Defect samples in the dataset: (a) PASS track, (b) PASS tracks, (c) ink leakage, (d) blank, (e) fluff, (f) water leakage, (g) ghost, and (h) pulp.
Target detection algorithms based on deep learning can be divided into “single-stage” and “two-stage"” target detection algorithms. Compared with the single-stage algorithm, the two-stage algorithm has higher detection accuracy. Based on this, many two-stage algorithms have been successfully applied in the field of industrial inspection in recent years.3 –5 For example, Luo 3 et al. adopted a decoupled two-stage object detection framework based on convolutional neural network (CNN) in the surface defect detection of flexible printed circuit boards and achieved good detection results. Although two-stage algorithms have high detection accuracy, their detection speed is difficult to meet real-time detection scenarios in practical industrial applications. The You Only Look Once (YOLO)6 –9 series networks are single-stage models with higher real-time performance. With the continuous development of network and the continuous improvement of detection accuracy in recent years, they have also been widely used in the industrial field.10 –15 For example, Xu 10 et al. proposed a metal surface defect detection model based on the improved YOLOv3 model, which has made great progress compared with traditional manual detection in terms of accuracy and real-time performance. Kou 12 et al. proposed a YOLOv3-based strip steel surface defect detection model. By introducing a specially designed dense convolution to extract rich feature information, the detection effect of the detection model is better than other models.
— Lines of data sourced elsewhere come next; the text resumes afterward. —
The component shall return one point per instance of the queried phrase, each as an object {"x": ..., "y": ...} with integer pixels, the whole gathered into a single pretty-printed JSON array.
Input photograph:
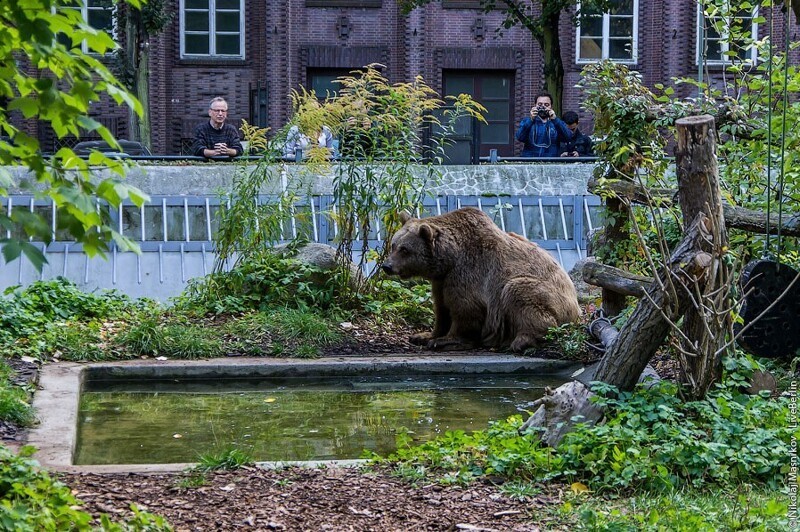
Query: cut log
[
  {"x": 611, "y": 278},
  {"x": 707, "y": 320},
  {"x": 558, "y": 410},
  {"x": 648, "y": 326},
  {"x": 740, "y": 218}
]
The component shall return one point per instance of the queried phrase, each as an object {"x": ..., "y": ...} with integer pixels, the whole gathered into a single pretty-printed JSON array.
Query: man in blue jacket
[{"x": 542, "y": 133}]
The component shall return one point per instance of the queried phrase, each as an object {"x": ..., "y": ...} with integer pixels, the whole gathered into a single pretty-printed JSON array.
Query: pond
[{"x": 288, "y": 418}]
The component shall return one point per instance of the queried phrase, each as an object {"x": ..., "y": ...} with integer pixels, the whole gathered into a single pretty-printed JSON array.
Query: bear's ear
[{"x": 427, "y": 232}]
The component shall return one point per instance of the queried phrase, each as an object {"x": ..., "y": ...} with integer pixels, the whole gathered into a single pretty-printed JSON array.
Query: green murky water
[{"x": 287, "y": 419}]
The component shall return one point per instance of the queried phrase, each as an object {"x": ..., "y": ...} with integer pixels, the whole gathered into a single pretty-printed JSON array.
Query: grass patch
[{"x": 226, "y": 459}]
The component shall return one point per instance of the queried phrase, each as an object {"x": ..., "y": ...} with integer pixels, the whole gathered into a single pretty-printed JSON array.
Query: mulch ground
[{"x": 336, "y": 499}]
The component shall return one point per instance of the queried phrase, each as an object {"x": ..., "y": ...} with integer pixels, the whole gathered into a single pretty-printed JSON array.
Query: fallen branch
[{"x": 741, "y": 218}]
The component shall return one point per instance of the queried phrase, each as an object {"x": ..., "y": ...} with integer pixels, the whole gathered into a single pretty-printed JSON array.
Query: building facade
[{"x": 254, "y": 52}]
Many deep learning models have also been successfully applied in the field of fabric defect detection in recent years.16 –18 For example, Liu 16 et al. proposed an improved Single Shot MultiBox Detector (SSD)-based model for fabric defect detection. Xie 17 et al. proposed an improved fabric defect detection model based on the SSD algorithm by adding a fully convolutional squeezing and excitation (FCSE) module to improve the detection accuracy of the model. Adjust the number of default boxes to suit the detection of long defects on the fabric surface.
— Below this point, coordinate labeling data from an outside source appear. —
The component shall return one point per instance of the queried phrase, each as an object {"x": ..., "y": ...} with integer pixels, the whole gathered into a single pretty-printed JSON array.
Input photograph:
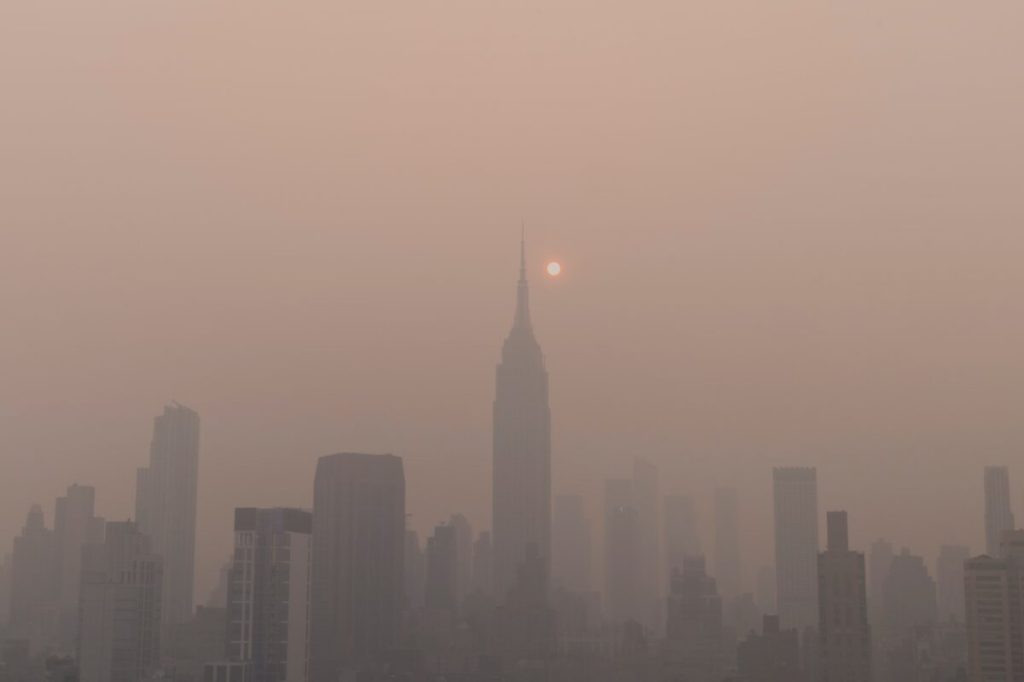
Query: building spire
[{"x": 522, "y": 291}]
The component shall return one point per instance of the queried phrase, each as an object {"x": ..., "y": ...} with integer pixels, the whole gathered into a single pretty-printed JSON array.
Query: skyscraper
[
  {"x": 268, "y": 594},
  {"x": 165, "y": 506},
  {"x": 796, "y": 497},
  {"x": 727, "y": 565},
  {"x": 681, "y": 537},
  {"x": 949, "y": 580},
  {"x": 521, "y": 485},
  {"x": 119, "y": 638},
  {"x": 571, "y": 546},
  {"x": 846, "y": 645},
  {"x": 34, "y": 583},
  {"x": 994, "y": 588},
  {"x": 358, "y": 562},
  {"x": 75, "y": 525},
  {"x": 998, "y": 511},
  {"x": 622, "y": 544}
]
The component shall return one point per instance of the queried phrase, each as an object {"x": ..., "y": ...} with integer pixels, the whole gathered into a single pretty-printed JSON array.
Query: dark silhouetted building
[
  {"x": 771, "y": 656},
  {"x": 845, "y": 638},
  {"x": 119, "y": 635},
  {"x": 694, "y": 635},
  {"x": 75, "y": 526},
  {"x": 796, "y": 501},
  {"x": 949, "y": 580},
  {"x": 35, "y": 580},
  {"x": 358, "y": 563},
  {"x": 571, "y": 548},
  {"x": 268, "y": 593},
  {"x": 681, "y": 536},
  {"x": 727, "y": 562},
  {"x": 521, "y": 484},
  {"x": 998, "y": 508},
  {"x": 165, "y": 505}
]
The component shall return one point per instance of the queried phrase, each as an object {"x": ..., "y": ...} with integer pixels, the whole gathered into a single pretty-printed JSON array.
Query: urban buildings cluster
[{"x": 343, "y": 591}]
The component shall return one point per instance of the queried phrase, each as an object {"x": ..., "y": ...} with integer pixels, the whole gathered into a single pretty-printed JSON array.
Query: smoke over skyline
[{"x": 791, "y": 237}]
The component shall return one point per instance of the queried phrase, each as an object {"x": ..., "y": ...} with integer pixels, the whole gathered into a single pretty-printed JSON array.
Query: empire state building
[{"x": 521, "y": 485}]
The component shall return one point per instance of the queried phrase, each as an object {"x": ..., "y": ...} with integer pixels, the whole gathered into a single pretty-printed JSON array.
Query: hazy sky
[{"x": 793, "y": 233}]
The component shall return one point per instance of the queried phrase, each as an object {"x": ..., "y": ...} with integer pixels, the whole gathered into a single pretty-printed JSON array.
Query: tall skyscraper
[
  {"x": 521, "y": 485},
  {"x": 645, "y": 500},
  {"x": 694, "y": 635},
  {"x": 681, "y": 536},
  {"x": 165, "y": 506},
  {"x": 571, "y": 546},
  {"x": 796, "y": 497},
  {"x": 845, "y": 637},
  {"x": 35, "y": 580},
  {"x": 119, "y": 638},
  {"x": 268, "y": 600},
  {"x": 75, "y": 526},
  {"x": 727, "y": 562},
  {"x": 998, "y": 509},
  {"x": 994, "y": 589},
  {"x": 358, "y": 562},
  {"x": 949, "y": 580}
]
Although the above-mentioned fabric defect detection algorithms have improved the detection performance from different aspects, they all have the problem that the detection effect of small objects is not ideal, and because they all have anchor networks, the anchor frame will increase the computational cost during training. Therefore, this paper takes the single-stage anchor-free network YOLOX 19 as the model basis, then adds the SE attention module, which enhances the important features and weakens the unimportant features, thereby making the extracted features more directional, so as to improve the detection accuracy of small objects. The results show that the improved YOLOX algorithm has achieved a great improvement in our own fabric defect dataset, and can effectively solve the problem of low detection accuracy of small objects.
YOLOX network model
YOLOX model
The previous YOLO series of networks all have anchor networks. Multiple anchor boxes are used in the prediction segment to predict the category and position of objects. YOLOX is changed to an anchor-free network, which greatly reduces the number of parameters of the detection head while ensuring performance improvement. YOLOX can be divided into YOLOX-x, YOLOX-Darknet53, YOLOX-l, YOLOX-m, YOLOX-s, YOLOX-Tiny and YOLOX-Nano according to the network size. The network structure of YOLOX can be divided into three parts: the backbone network, the neck network and the prediction head.
Backbone network
The backbone network of YOLOX adopts the YOLOv3-SPP structure. In the network structure of CNN, the final classification layer is composed of full connections. The number of fully connected features is fixed, so the size of the image is fixed when it is input to the network. However, images need to be cropped, stretched, or deformed that due to the variety of image sizes in reality, so leads to the distortion of the image and affects the final detection accuracy. The full name of SPP is Spatial Pyramid Pooling, which was proposed by He et al., 20 that effectively solves the problem of image distortion. At the same time, the SPP module integrates local features and global features, which enriches the expressive ability of the feature map and improves the detection accuracy.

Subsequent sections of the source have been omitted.